- Full name: Polina Fouda ‘Amru
- Born: 17 June 2003 (age 23) Latvia

Gymnastics career
- Discipline: Rhythmic gymnastics
- Country represented: Egypt
- Medal record
African Championships
| Gold medal – first place | 2020 Sharm El Sheikh | All-around |
| Gold medal – first place | 2020 Sharm El Sheikh | 5 balls |
| Gold medal – first place | 2020 Sharm El Sheikh | 3 hoops + 2 clubs |

= Polina Fouda =

Egyptian rhythmic gymnast

Polina Fouda ‘Amru (born 17 June 2003) is an Egyptian former group rhythmic gymnast. She represented Egypt at the 2020 Summer Olympics and won three gold medals at the 2020 African Championships.

== Career ==
Fouda became age-eligible for senior competitions in 2019 and joined the Egyptian senior national group. She competed at the 2020 African Rhythmic Gymnastics Championships in Sharm el-Sheikh, winning three gold medals in the general, in group 5 balls and in group 3 hoops + 2 clubs. Because of their continental group all-around title, Egypt qualified a rhythmic gymnastics group to the Olympic Games for the first time ever. This also marked the first time an African nation qualified for the Olympic rhythmic gymnastics group event. She competed with the Egyptian group at the 2021 Baku World Cup, and they placed 13th in the group all-around. They did not advance into either apparatus final.

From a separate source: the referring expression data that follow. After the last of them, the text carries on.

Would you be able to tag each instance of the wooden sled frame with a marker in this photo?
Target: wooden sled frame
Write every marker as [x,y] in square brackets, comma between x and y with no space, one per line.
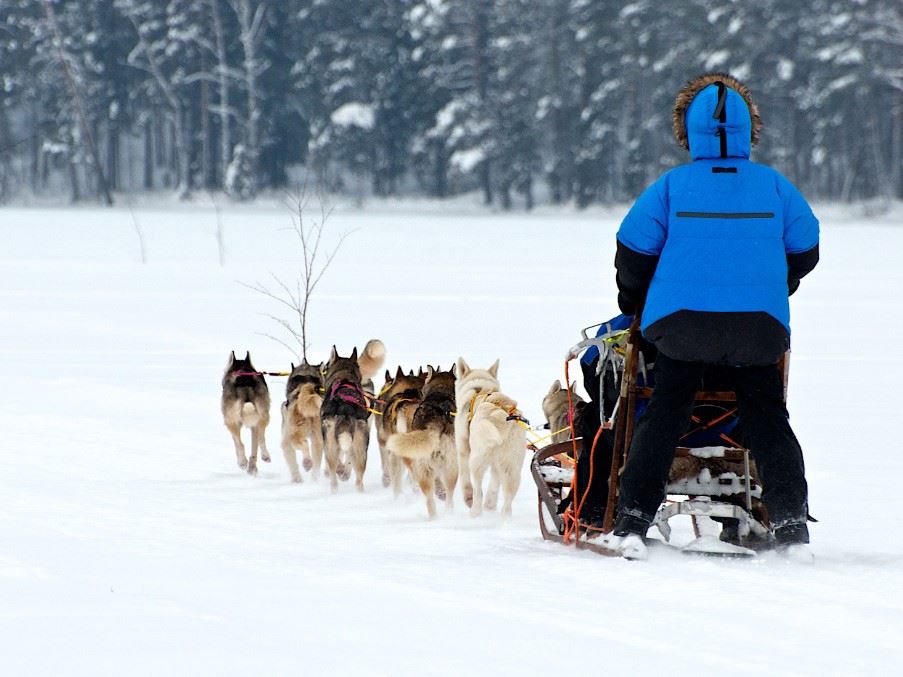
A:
[552,480]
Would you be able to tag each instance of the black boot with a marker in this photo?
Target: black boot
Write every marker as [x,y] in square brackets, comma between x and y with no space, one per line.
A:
[631,524]
[791,533]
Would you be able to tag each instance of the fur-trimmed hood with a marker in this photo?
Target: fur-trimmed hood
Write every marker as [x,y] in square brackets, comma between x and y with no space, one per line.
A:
[714,115]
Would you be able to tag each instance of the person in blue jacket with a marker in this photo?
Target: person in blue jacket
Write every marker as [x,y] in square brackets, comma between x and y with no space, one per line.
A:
[709,255]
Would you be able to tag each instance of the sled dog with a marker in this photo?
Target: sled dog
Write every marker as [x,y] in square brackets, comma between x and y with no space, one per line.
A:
[497,443]
[428,449]
[246,403]
[469,383]
[344,420]
[555,407]
[400,398]
[301,427]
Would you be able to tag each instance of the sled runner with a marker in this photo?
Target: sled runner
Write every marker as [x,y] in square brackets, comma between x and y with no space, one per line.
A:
[713,479]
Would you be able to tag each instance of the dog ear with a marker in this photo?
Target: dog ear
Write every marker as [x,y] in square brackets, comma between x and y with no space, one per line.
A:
[463,367]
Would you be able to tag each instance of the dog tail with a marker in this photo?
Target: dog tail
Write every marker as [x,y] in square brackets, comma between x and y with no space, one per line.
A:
[371,359]
[249,414]
[415,444]
[309,401]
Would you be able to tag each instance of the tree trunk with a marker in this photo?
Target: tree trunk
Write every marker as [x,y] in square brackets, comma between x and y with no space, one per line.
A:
[75,191]
[149,155]
[207,179]
[249,21]
[225,136]
[183,135]
[35,165]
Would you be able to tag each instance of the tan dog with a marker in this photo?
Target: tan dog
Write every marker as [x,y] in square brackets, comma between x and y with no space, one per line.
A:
[399,402]
[555,407]
[469,384]
[246,403]
[428,450]
[497,442]
[301,427]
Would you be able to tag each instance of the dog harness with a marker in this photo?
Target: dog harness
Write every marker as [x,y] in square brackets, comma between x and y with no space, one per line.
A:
[349,392]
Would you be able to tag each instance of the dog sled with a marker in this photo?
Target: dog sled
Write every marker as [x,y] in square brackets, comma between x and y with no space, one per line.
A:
[713,480]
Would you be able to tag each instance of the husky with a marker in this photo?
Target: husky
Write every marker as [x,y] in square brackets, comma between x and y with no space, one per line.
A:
[555,407]
[469,383]
[370,362]
[497,443]
[428,449]
[400,398]
[344,420]
[246,402]
[301,427]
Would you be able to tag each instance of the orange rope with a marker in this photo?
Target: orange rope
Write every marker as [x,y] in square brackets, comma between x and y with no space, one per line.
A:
[572,516]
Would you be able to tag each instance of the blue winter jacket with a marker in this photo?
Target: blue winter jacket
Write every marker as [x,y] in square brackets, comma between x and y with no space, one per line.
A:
[721,231]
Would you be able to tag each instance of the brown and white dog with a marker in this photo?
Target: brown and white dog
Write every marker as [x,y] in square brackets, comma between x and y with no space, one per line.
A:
[497,442]
[400,398]
[246,403]
[301,427]
[428,448]
[555,407]
[344,417]
[469,384]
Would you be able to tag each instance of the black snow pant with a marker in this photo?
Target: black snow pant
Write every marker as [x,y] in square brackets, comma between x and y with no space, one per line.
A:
[766,432]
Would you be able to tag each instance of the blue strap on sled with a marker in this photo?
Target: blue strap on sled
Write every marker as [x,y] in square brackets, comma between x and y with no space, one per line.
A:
[617,323]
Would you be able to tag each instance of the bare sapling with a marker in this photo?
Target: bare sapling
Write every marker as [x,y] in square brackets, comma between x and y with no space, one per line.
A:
[295,297]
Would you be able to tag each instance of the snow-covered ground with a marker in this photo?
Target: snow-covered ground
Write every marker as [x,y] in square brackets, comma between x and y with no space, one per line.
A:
[131,543]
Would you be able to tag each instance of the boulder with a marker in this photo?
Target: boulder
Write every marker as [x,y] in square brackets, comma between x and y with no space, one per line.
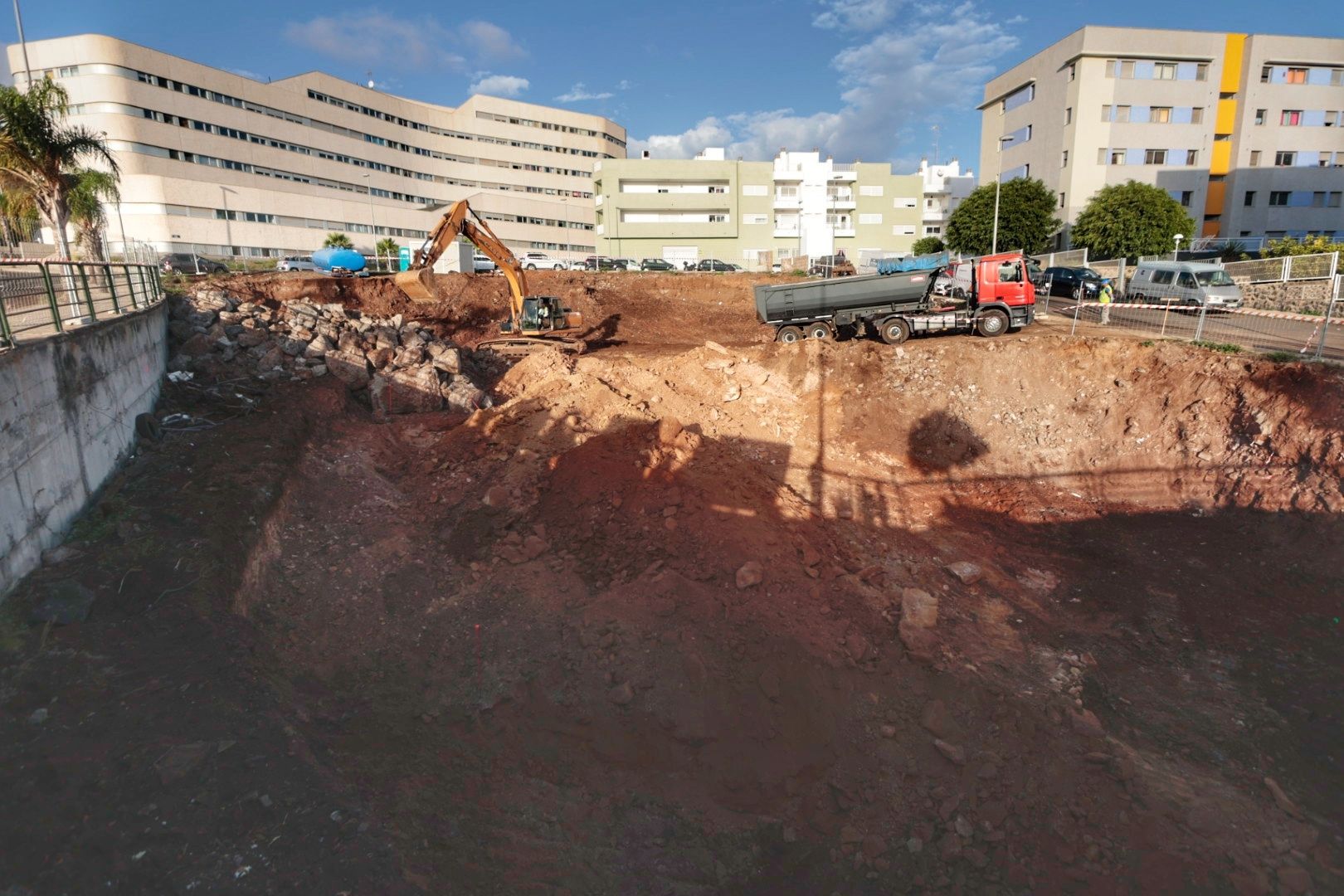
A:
[350,368]
[410,391]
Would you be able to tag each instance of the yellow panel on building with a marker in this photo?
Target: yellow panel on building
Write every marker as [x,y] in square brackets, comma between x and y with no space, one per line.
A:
[1233,63]
[1222,158]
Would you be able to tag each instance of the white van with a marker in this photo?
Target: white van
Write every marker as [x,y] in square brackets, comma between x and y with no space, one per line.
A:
[1196,284]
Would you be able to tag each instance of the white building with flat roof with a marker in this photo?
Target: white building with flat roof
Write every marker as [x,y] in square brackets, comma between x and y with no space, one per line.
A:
[221,164]
[1244,130]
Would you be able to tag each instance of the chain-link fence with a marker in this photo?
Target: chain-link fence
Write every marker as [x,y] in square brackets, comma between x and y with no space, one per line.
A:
[1312,332]
[43,297]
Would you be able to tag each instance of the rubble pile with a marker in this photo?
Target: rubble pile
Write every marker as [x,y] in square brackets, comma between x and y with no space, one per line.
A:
[398,366]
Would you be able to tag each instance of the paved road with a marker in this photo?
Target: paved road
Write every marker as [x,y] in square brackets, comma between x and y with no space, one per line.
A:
[1238,328]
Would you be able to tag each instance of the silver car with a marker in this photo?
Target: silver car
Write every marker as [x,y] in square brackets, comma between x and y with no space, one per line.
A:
[296,262]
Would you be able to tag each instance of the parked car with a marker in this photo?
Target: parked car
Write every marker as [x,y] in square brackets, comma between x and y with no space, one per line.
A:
[190,264]
[1073,282]
[832,266]
[602,262]
[1196,284]
[531,261]
[296,262]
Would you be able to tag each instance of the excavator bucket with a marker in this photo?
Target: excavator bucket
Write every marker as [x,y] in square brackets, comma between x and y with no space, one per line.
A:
[416,284]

They won a gold medal in 5 balls at the 2021 Pharaohs Cup held in Cairo.

Fouda was selected to represent Egypt at the 2020 Summer Olympics alongside Login Elsasyed, Salma Saleh, Malak Selim, and Tia Sobhy. They finished thirteenth out of fourteen teams in the qualification round for the group all-around and did not advance into the final.

== Personal life ==
Fouda was born in Latvia but grew up in Egypt. She ended her gymnastics career after the 2020 Summer Olympics and moved to Enschede, the Netherlands, to study International Human Resource & Management at the Saxion University of Applied Sciences. She began coaching at a rhythmic gymnastics club in Enschede.